The debate had its origins in an important 1950 article by Oscar and Mary Handlin (“Origins of the Southern Labor System,” William and Mary Quarterly). They pointed out that in the seventeenth century many residents of the American colonies (and of England) lived in varying degrees of “unfreedom,” that there was nothing unusual or new about a dependent labor force. What was new was the transformation of black servitude in America into a permanent system, based on race, with the condition of slavery passed from one generation to the next. The Handlins identified this transition from “servant” to “slave” more as a legal process by which colonial legislatures sought to increase the available labor force than as a response to racial prejudice. The leaders of the Chesapeake hoped to attract white laborers to the New World; to do so, they had to make clear the distinction between voluntary and involuntary servitude. Hence the institutionalization of slavery: It was an effort to persuade whites that their status would be higher than that of blacks.

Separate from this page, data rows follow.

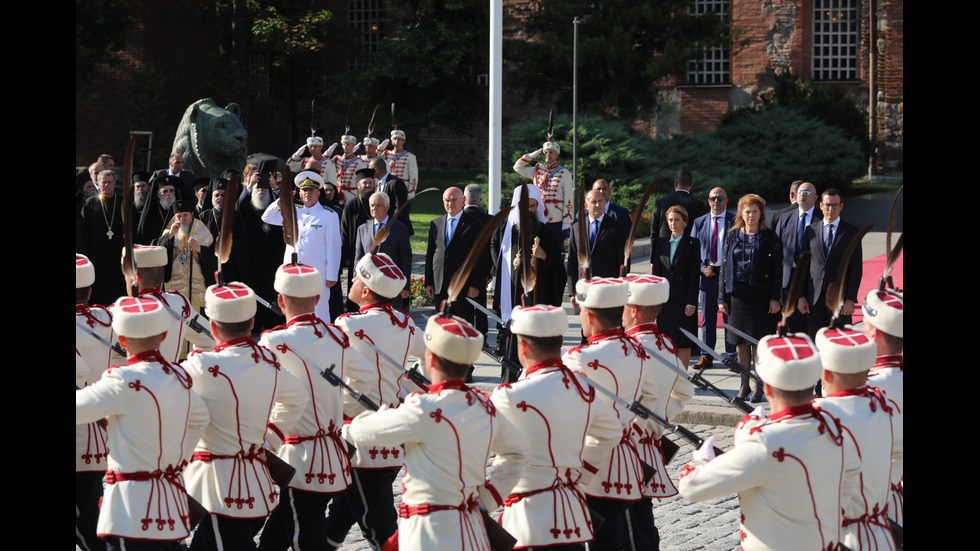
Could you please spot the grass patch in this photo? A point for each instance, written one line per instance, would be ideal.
(429, 205)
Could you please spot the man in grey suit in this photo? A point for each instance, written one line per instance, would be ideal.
(710, 230)
(451, 238)
(396, 244)
(695, 208)
(790, 228)
(827, 239)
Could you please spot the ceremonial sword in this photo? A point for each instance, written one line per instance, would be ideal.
(413, 373)
(698, 380)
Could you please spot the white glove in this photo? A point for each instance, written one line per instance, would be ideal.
(532, 155)
(706, 451)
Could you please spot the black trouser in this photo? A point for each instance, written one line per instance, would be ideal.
(300, 521)
(368, 501)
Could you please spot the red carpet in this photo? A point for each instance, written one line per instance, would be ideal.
(872, 271)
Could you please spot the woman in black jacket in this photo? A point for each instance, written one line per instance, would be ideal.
(677, 258)
(750, 281)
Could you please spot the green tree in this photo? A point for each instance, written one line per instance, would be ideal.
(624, 48)
(430, 66)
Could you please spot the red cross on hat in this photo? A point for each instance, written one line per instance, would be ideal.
(790, 348)
(643, 279)
(387, 267)
(230, 292)
(138, 305)
(297, 269)
(605, 281)
(894, 300)
(846, 337)
(539, 308)
(457, 327)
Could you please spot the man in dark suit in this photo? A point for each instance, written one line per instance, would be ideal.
(681, 196)
(614, 211)
(827, 240)
(792, 202)
(176, 168)
(710, 230)
(472, 195)
(790, 228)
(395, 188)
(451, 238)
(606, 243)
(396, 244)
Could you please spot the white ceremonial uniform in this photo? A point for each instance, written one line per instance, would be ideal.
(90, 439)
(328, 171)
(888, 375)
(449, 434)
(154, 421)
(243, 387)
(394, 332)
(613, 362)
(792, 475)
(556, 415)
(869, 422)
(671, 394)
(313, 445)
(177, 332)
(347, 168)
(556, 186)
(402, 164)
(318, 245)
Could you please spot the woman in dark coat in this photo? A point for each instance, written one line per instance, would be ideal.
(750, 281)
(677, 259)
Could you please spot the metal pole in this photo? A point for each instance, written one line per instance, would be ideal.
(496, 100)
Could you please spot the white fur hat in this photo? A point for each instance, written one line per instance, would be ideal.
(84, 271)
(790, 362)
(307, 175)
(454, 339)
(846, 350)
(886, 311)
(647, 290)
(298, 280)
(229, 303)
(139, 317)
(540, 320)
(602, 292)
(380, 273)
(148, 256)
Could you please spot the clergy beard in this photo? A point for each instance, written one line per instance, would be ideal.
(260, 201)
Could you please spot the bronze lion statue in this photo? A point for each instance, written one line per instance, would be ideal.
(211, 139)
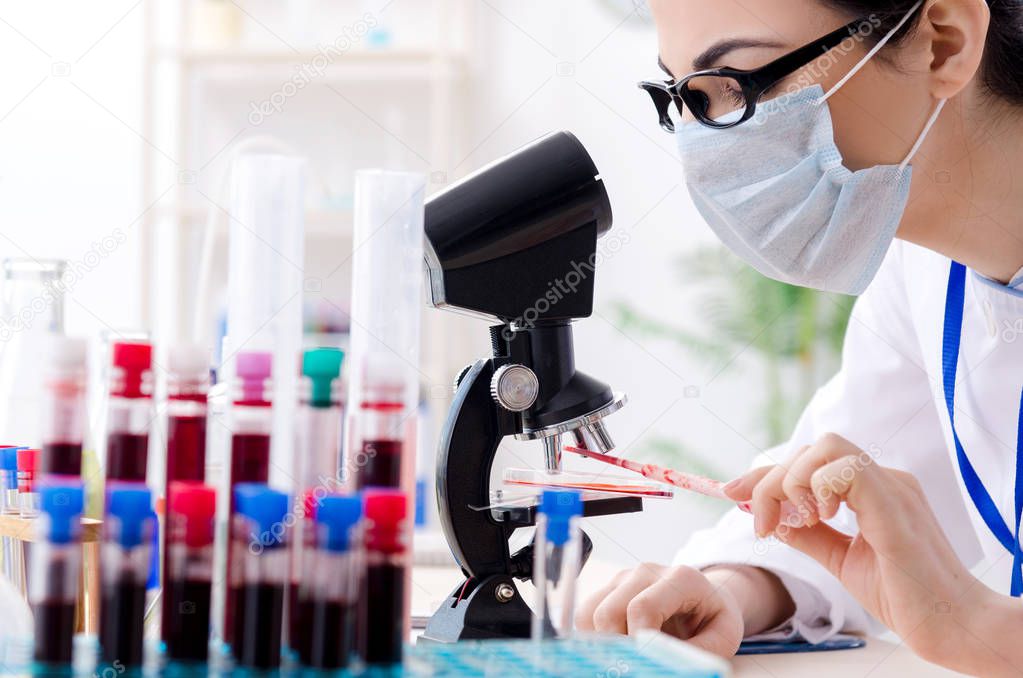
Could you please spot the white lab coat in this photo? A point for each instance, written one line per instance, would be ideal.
(888, 399)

Winthrop Jordan, in White over Black (1968), offered a different view of how slavery developed in America. Jordan emphasized that Europeans had long viewed people of color – and particularly black Africans – as inferior beings preeminently fit to serve whites. Slavery did not evolve slowly from a system of relative racial equality. Blacks and whites were viewed and treated differently from the beginning; and the institution that finally emerged was a natural reflection of the deep-seated racism that the white settlers had brought with them. David Brion Davis, similarly, argued in The Problem of Slavery in Western Culture (1966) and later works that American slavery emerged not so much from the legal or economic conditions of the colonies as from a deeply embedded set of cultural assumptions. Davis placed less emphasis than Jordan on racism; he argued, instead, that the notion of slavery was an integral part of Western culture and that African servitude in America was not profoundly different from other forms of slavery in other societies.

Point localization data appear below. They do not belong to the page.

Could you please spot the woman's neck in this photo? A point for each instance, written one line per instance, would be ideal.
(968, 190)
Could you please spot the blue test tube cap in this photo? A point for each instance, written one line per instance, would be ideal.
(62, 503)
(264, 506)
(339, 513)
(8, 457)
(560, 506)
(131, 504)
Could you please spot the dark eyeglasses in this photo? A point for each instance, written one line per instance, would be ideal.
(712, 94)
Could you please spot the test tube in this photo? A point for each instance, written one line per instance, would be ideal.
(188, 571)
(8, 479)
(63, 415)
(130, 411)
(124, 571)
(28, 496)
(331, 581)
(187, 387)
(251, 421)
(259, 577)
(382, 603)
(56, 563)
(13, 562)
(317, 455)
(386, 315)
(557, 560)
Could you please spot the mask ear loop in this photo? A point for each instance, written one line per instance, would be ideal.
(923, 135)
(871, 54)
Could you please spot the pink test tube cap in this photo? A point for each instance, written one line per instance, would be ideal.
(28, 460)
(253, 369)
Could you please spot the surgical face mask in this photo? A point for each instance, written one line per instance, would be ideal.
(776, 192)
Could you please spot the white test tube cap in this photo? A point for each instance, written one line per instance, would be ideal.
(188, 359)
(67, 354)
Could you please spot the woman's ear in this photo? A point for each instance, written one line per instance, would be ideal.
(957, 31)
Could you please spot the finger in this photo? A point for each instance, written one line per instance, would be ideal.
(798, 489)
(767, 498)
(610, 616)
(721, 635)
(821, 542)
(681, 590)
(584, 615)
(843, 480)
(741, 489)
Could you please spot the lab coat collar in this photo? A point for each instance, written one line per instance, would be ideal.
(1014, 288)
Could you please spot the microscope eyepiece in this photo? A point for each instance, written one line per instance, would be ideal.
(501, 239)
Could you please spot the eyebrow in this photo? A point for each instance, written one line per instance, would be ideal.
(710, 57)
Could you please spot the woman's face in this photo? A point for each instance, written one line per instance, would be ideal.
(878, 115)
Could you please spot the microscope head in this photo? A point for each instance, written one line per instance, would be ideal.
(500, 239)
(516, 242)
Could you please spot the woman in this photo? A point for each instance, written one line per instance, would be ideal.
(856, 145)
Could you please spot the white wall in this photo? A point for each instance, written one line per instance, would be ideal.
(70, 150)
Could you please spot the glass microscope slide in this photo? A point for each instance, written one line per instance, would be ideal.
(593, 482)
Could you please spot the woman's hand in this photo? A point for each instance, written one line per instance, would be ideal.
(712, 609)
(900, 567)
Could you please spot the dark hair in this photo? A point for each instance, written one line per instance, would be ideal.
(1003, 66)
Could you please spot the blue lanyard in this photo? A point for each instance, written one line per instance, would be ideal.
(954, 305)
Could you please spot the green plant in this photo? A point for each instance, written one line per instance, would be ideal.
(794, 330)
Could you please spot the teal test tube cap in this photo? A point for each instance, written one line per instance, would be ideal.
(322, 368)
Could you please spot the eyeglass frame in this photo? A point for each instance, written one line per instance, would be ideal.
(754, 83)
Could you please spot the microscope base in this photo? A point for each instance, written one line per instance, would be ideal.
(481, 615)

Several historians in the 1970s returned to an emphasis on the particular conditions within the American colonies that helped produce the slave system. But unlike the Handlins, they saw the legal process by which slavery emerged as secondary to other issues. Peter Wood, in Black Majority (1974), emphasized the economic benefits that the black labor force provided whites in colonial South Carolina. In the early years of settlement (the “frontier period”) in South Carolina, blacks and whites often worked together. Black workers were relatively few in number, and differentiations in status were relatively vague. After the 1690s, however, whites discovered that African workers were better suited than Europeans to do the arduous work of rice cultivation, which was now coming to dominate the economy of the colony. Importation of black workers rapidly increased; and by the early eighteenth century, whites were becoming uneasy about the presence of a black majority in the colony. The hardening of the slave system, through legislation and in practice, reflected white fears f black resistance or even revolt.
Edmund S. Morgan, in American Slavery, American Freedom (1975), also argued that the labor system in the South was at first relatively flexible and later grew more rigid. In an examination of colonial Virginia, Morgan suggested that the early colonists did not at first intend to create a permanent system of human bondage. By the late seventeenth century, however, the flourishing tobacco economy had created a growing need for cheap labor. The existence of a large, dependent white labor force, which was difficult to recruit and even more difficult to control, was unappealing to the colonists. African workers could be recruited and controlled more easily. The creation of a rigid slave system in the eighteenth century was, therefore, less a result of historic racism than a response to economic and social needs. Racism emerged largely as a result of slavery; it was not the cause of slavery. (Morgan went on to argue that the later development of democratic ideas in Virginia was made possible by the existence of slavery. A dependent white labor force would have made the idea of political equality difficult to sustain; but by making the dependent workers into slaves, outside the political world of whites, it was possible to believe that all white citizens were politically equal.)